Mediterranean Stuffed Peppers
These Mediterranean stuffed peppers with quinoa and beans are delicious topped with your favourite dairy-free feta for an outstanding meal.
These delicious, vegan stuffed peppers are hearty, satisfying and perfect for a healthy main or side dish. The recipe is vegan, gluten-free, high in protein and works well for a meal prep idea.
Stuffed peppers always make a great dinner option. They’re quite easy to prep and there are so many different flavour variations you can do. This one features Mediterranean ingredients and seasoninings like olives, garlic, lemon and parsley for a bright, fresh and flavourful result.
Why You’ll Love This Recipe
- It’s the perfect all-in-one dinner that that’s ready in individual serving-sizes.
- Each serving of 2 stuffed halves provides 9 grams of dietary fibre, 14 grams of plant-based protein and 36% of your daily iron intake.
- Bright, zesty and light flavours but still hearty and satisfying.
This filling dinner makes excellent leftovers for lunches throughout the week.
- You can customize the grains and beans to your personal tastes making it a versatile recipe.
- Vegan and vegetarian-friendly.
Complete list of ingredients with amounts and instructions is located in the recipe card below.
- Fresh Bell Peppers: Any colour works. I like to use a mixture of colours for a pretty presentation.
- Quinoa: Any variety works. I recommend rinsing it well before use.
- Broth: Any vegetable broth or stock is suitable for cooking the quinoa (adds extra flavour). You can also just use water.
- Extra Virgin Olive Oil: this can be substituted with water or broth for an oil-free recipe.
- Spices: The recipe calls for dried oregano, cumin and paprika.
- Diced Tomatoes: You’ll need a 15 oz can of diced tomatoes. I like fire-roasted if you can find them.
- Spices: If you’re missing one of the spices, 1-2 tsp Italian seasoning also works here.
- Cannellini Beans: Also know as white beans or white kidney beans. They can be substituted with kidney beans or navy beans.
- Kalamata Olives: Black olives would also work but I love the flavour of kalamata olives.
How to Make Quinoa Stuffed Peppers
Scroll down to find the written recipe card. This section features step-by-step photos for a visual reference.
Step 1: Prepare the beans and quinoa.
Cook the quinoa in the vegetable broth bringing it to a boil, then down to a simmer until all the water is absorbed and the quinoa is fluffy.
Open the can of white beans and drain and rinse well.
Step 2: Saute the aromatics.
Add the olive oil to a large skillet over medium heat. Once hot, add the onion and sauté for 3 minutes until slightly softened. Add the garlic and spices to the skillet, stir and cook until fragrant, about 1 minute.
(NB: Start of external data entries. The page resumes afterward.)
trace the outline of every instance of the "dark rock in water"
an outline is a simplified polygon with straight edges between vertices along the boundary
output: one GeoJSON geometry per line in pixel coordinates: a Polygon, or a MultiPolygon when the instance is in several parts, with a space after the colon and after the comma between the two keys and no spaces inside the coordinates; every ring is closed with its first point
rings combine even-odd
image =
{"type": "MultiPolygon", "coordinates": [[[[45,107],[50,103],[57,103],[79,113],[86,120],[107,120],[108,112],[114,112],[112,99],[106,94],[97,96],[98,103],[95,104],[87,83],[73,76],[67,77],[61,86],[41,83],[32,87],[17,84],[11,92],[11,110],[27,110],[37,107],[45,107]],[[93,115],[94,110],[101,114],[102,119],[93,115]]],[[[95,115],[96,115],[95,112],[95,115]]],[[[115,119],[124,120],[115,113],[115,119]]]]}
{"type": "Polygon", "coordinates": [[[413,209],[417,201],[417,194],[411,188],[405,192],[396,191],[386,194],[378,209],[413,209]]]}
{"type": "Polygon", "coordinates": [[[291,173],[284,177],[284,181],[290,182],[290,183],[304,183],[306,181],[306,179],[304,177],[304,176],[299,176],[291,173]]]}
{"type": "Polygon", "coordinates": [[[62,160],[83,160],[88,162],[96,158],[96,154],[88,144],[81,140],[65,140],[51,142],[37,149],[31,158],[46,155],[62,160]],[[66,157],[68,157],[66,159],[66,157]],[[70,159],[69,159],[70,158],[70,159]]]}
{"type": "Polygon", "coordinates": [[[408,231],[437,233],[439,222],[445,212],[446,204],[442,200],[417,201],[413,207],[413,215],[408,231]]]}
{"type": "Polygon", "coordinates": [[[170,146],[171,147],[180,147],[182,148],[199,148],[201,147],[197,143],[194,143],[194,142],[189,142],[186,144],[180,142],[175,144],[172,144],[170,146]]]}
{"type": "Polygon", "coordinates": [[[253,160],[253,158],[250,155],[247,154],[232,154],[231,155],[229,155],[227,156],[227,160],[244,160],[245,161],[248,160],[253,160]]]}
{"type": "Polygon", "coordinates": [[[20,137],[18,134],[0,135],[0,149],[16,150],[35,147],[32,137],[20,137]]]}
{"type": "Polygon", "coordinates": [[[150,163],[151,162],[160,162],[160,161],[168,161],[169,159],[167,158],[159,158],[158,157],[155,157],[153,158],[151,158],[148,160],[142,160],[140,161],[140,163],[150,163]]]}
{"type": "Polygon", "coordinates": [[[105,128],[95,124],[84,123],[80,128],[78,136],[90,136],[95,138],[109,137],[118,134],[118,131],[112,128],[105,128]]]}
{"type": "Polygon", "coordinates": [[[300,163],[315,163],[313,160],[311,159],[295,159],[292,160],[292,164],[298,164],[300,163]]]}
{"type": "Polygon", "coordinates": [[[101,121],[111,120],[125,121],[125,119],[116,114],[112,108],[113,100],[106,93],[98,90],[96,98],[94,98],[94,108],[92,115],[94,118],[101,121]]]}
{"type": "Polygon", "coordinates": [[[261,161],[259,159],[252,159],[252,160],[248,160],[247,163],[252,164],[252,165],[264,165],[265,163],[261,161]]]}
Stir in the diced tomatoes and tomato paste, and cook an additional 3-5 minutes until most of the liquid from the diced tomatoes is cooked off.
Step 3: Combine the filling.
Place the cannellini beans, ¾ of the minced parsley, olives, lemon zest, lemon juice, and vegan feta in a large bowl.
Add the mixture from the skillet along with the cooked quinoa and mix well until fully combined. Season with additional salt & pepper to taste.
Step 4: Stuff and bake the peppers.
Spoon the mixture into the halved peppers and place them in a baking dish. They might fit in one large dish or you may need 2 to fit them all.
Cover the dish loosely with aluminum foil and bake for 25-35 minutes depending on how crisp you like the peppers.
Remove from the oven, top with chopped walnuts, crumbled vegan feta cheese (if using), and the reserved minced parsley.
- Swap the Grains: Use brown rice, white rice, farro or couscous instead of quinoa.
- Swap the Protein: Switch up the protein by adding some cooked tofu, tempeh, vegafn sausage, chickpeas, lentils, or red kidney beans.
- Add Heat: Spice it up by adding a pinch of cayenne pepper or red chili flake to the filling before baking.
- Add More Veggies: Give them a boost of vegetables by chopping up some mushrooms, broccoli, asparagus, zucchini, yellow squash, or spinach and sautéing before adding to the filling.
- Vary the Herbs: Try fresh dill, rosemary or oregano.
- Swap the Nuts: Slivered almonds or pine nuts are delicious mixed in or sprinkled on top, in addition to or as an alternative to walnuts.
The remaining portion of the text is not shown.